William Black is a little known and underrated member of the St Ives artist group who, having worked as an architect after the Second World War, went on to work as an artist following the inheritance of money in the early 1950s. Inspired by the abstract avant-garde movement rapidly developing in West Cornwall, Black decided to move to St Ives to pursue his passion for art and to initiate his career as a sculptor and painter.
Black was a self taught artist, producing numerous deconstructivist sculptures in the 1960s.
In St Ives where he knew and worked alongside artists such as Ben Nicholson, Barbara Hepworth and Naum Gabo, one can see the influence from these artists, particularly in his sculpture. There is a clear architectural element to the sculptures that he made. They illustrate an assemblage of fragmented shapes and forms of a deconstructivist nature.

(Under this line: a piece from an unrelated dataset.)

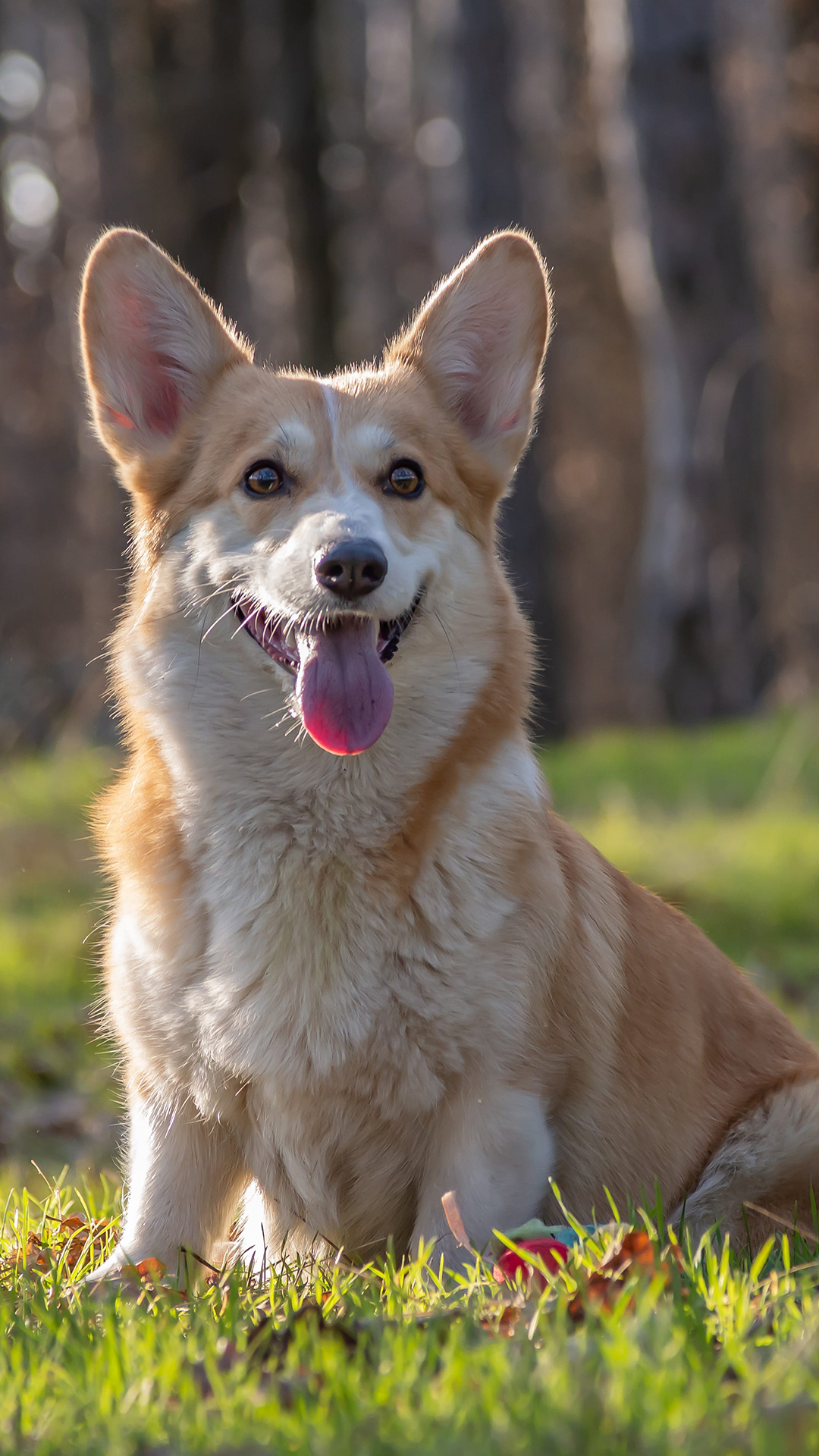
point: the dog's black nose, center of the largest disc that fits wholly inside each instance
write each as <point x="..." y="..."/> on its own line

William Black’s artwork is very much rooted in the time and the Cornish School. One can see elements from those such as Wilhelmina Barns Graham, George Hammond Steel and even Fred Wallis, all of whom would have been familiar to him. He was however closest to John Tunnard who, like himself, was slightly outside the main group of artists at that time. As a result his work has only recently become better known and acknowledged by the mainstream art world. His paintings tend to be either gouache or pen and ink with watercolour wash and are lovely decorative pieces that sit beautifully in any home.